アクシスに今の悪鬼のような表情を見せたくない。何とか心を落ち着けてみようと深呼吸をする。そして、必死の努力で穏やかそうな表情を浮かべる。幾分引きつってはいるがその努力足るや賞賛に値すると言っておこう。
「ああ、アクシス。今聞いたところだよ。まあまあ、彼もやるじゃないか」
ギルバートは姫をこの場から連れ出してしまおうかと考えたが、これはやぶ蛇になりそうなので、伸ばしかけた手を引っ込める。

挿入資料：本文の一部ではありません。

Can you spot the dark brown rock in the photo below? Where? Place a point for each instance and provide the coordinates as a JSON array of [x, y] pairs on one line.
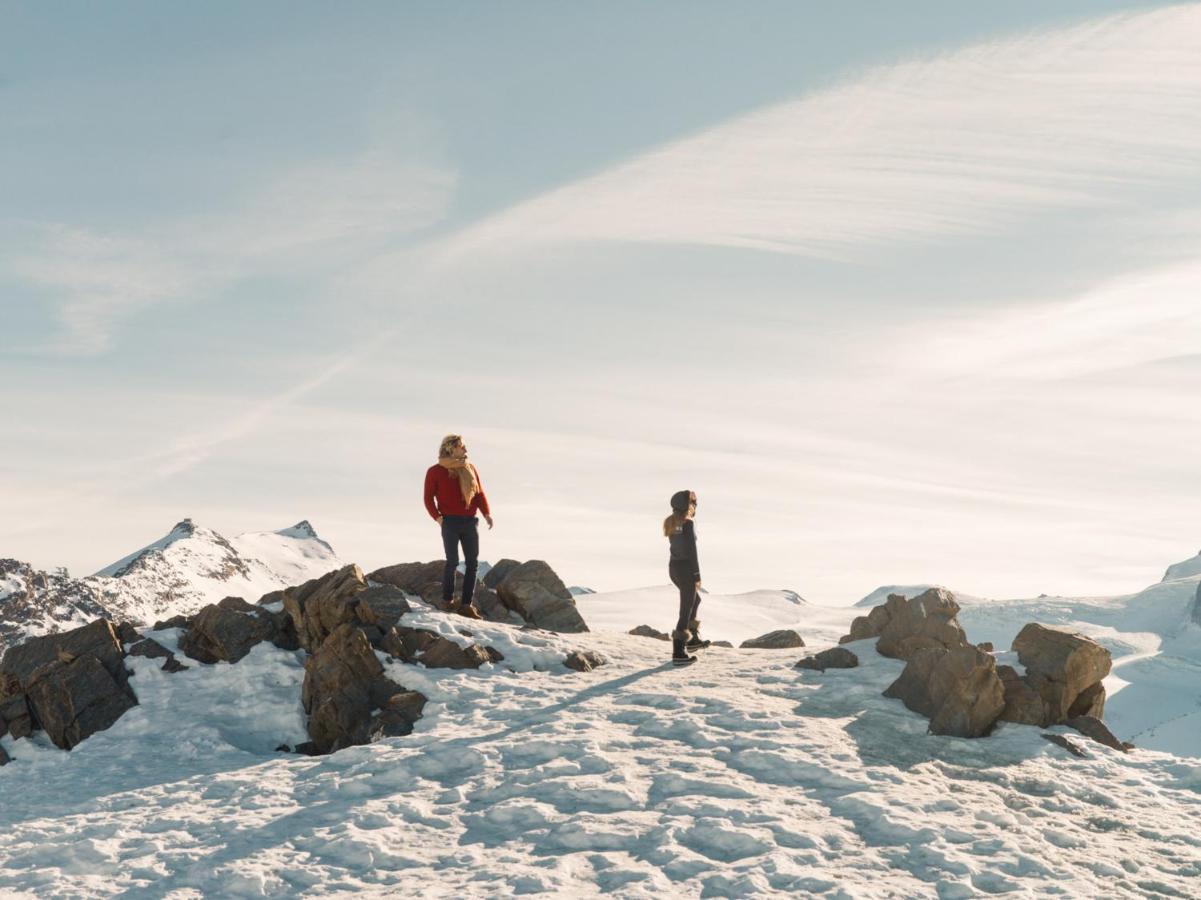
[[1097, 729], [926, 621], [957, 689], [1065, 669], [778, 639], [320, 606], [1067, 743], [175, 621], [225, 635], [410, 577], [344, 684], [836, 657], [435, 651], [646, 631], [381, 606], [96, 639], [584, 660], [535, 592], [72, 701], [126, 633], [149, 649]]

「『まあまあ』どころじゃないですわ。わたくしこれまで沢山の本を読んできましたが、こんな事が起こるなんて聞いた事も想像した事もありませんでした!さすがはわたくしのお兄様です!」
カシムをべた褒めするアクシスの言葉に、隠していた額の血管がビキッと音を立てる。これは不味いとギルバートが助け船を出す。
「全くカシム君は端倪すべからざるお方ですな。ですが、これをもってカシム君とご結婚されるおつもりですか、姫様?」
すると、ギルバートの誘導が功を奏したようで、アクシスは首をブンブン横に振る。
「まさかですわ!お兄様はきっとこれからも多くの事を成し遂げながら、必ず竜騎士になってわたくしの元に迎えに来てくれるはずです!」
「左様ですな」
ギルバートが頷き、グラーダ三世もひとまずホッとしたようで表情にゆとりが出る。
「わたくしも、お兄様に相応しい女になる為に、勉学に芸術に努力していく事を誓いますわ!」
アクシスは優雅に回転して礼をすると、おしとやかに執務室を出て行った。
「くそう。あの小僧め・・・・・・」
そう毒づきつつも、ひとまず嵐は収まったようだと、ギルバートもホッと胸をなで下ろす。
「それにしても・・・・・・」
ギルバートは窓の外を見て独り言つ。窓の外には遠くに港と、キラキラと夏の陽光を反射させる青い海が広がっている。